Debe tenerse presente que la confianza en las instituciones no depende únicamente de las respuestas obtenidas, sino también del contexto en el que se formulan las preguntas. Un ciudadano expuesto durante días a un intenso debate político y mediático sobre la actuación de los jueces probablemente responderá condicionado, al menos en parte, por ese entorno informativo. El clima de opinión influye en las percepciones, y las encuestas terminan reflejando esa realidad, aunque ello no implique necesariamente un juicio definitivo sobre el funcionamiento de las instituciones.

IV. El CIS y su papel en el debate público

El CIS ha sido objeto de críticas y elogios a lo largo de distintos gobiernos, especialmente por la interpretación de sus estudios y por el debate sobre su grado de independencia. La encuesta ahora publicada, que señala que un 76,9 por ciento de los ciudadanos duda de la imparcialidad judicial, se realizó entre el 9 y el 12 de junio, coincidiendo con un período de elevada atención mediática sobre diversos procedimientos judiciales.

La función constitucional del CIS es proporcionar información rigurosa sobre la opinión pública. Precisamente por ello, resulta especialmente importante que sus estudios se perciban como técnicamente sólidos y políticamente neutrales, de modo que sus conclusiones contribuyan al conocimiento de la realidad social y no alimenten dudas sobre la imparcialidad de la institución. Del mismo modo, conviene diferenciar el legítimo derecho del Gobierno a expresar discrepancias con determinadas resoluciones judiciales del deber de preservar el respeto institucional entre los distintos poderes del Estado.

V. El perfil de la encuestadora y el posible conflicto de intereses

El Instituto 40dB, encargado de la encuesta de El País, fue fundado por Belén Barreiro, presidenta del CIS entre 2008 y 2010 durante el Gobierno de Zapatero, vocal asesora de su Gabinete y posteriormente directora del laboratorio de ideas de la Fundación Alternativas, vinculada al PSOE. Esa trayectoria profesional es plenamente legítima, aunque algunos observadores consideran que habría sido conveniente contextualizar dichas vinculaciones para facilitar al lector todos los elementos necesarios para valorar el estudio.

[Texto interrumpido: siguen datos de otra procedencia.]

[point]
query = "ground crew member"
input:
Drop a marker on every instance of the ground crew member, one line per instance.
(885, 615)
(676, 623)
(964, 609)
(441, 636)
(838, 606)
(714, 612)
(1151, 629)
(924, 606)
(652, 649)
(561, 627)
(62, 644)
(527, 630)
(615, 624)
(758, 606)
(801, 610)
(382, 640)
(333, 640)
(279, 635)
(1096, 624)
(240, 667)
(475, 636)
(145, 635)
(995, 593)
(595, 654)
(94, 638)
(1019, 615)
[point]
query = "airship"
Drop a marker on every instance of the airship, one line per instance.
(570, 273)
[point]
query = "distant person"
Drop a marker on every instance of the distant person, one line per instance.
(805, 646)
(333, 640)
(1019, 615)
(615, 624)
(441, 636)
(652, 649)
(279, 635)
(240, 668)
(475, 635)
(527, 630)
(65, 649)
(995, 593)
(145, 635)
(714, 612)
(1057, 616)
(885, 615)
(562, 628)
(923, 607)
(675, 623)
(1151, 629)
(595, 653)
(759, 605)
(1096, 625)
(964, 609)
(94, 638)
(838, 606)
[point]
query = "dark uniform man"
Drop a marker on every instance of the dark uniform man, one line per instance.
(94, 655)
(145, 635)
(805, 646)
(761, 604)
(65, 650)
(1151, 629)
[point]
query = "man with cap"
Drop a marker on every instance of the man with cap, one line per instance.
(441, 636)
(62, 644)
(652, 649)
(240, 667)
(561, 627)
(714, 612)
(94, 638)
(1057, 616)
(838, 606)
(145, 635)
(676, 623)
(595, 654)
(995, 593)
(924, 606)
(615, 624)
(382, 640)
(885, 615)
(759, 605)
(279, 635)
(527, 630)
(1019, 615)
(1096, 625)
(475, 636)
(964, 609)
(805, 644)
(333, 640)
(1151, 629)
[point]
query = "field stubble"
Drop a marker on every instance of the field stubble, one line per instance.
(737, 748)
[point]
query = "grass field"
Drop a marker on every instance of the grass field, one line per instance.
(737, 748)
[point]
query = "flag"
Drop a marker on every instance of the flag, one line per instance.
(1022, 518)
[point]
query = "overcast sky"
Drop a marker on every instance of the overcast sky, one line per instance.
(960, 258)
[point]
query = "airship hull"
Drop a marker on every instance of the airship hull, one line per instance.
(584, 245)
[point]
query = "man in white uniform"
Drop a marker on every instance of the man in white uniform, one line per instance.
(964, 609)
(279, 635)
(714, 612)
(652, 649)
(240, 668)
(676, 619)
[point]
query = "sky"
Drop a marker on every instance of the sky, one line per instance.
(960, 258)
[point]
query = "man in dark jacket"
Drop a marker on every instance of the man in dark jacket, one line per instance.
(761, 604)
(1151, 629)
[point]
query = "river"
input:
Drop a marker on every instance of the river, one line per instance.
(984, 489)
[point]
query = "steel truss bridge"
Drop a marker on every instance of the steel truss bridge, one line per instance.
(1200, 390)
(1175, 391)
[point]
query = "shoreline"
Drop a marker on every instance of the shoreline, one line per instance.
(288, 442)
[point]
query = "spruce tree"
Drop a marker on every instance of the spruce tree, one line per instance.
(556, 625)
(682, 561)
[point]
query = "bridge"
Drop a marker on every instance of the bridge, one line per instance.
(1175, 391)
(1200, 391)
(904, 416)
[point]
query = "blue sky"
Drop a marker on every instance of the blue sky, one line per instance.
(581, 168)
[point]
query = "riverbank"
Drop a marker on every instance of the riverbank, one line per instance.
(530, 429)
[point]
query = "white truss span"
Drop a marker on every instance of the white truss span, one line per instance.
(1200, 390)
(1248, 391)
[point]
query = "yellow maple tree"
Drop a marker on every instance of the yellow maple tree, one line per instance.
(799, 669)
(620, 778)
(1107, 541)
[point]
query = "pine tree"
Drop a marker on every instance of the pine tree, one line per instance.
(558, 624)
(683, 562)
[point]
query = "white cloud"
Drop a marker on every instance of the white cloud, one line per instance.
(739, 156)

La independencia de los organismos que elaboran estudios de opinión constituye una garantía para la confianza en sus resultados. Incluso cuando la metodología sea rigurosa, la percepción de cercanía política puede suscitar interrogantes sobre la apariencia de imparcialidad, un aspecto que también resulta relevante cuando se trata de estudios destinados a influir en el debate público.

VI. Reflexiones finales sobre una estrategia de comunicación política

La publicación prácticamente simultánea de varias encuestas que abordan la imparcialidad judicial en un momento de intensa actualidad política puede interpretarse como una estrategia de comunicación orientada a situar ese debate en el centro de la conversación pública. Se trata de una práctica habitual en la confrontación política contemporánea, aunque su oportunidad y sus efectos sean objeto de valoraciones distintas.

El principal riesgo es que la reiteración de mensajes sobre la falta de imparcialidad de uno de los poderes del Estado termine debilitando la confianza de los ciudadanos en las instituciones. Al mismo tiempo, un uso intensivo de las encuestas con fines de comunicación política puede generar escepticismo respecto de quienes las promueven o difunden. El ciudadano suele valorar no solo los resultados, sino también el contexto en el que estos aparecen.

Las encuestas cumplen una función valiosa cuando ayudan a conocer la realidad social. Sin embargo, cuando coinciden con momentos de elevada tensión política, es inevitable que parte de la opinión pública se pregunte hasta qué punto reflejan una realidad preexistente o contribuyen también a configurarla. En cualquier caso, corresponde finalmente a los tribunales desarrollar su labor con independencia y resolver los procedimientos conforme al ordenamiento jurídico y a las garantías del Estado de Derecho.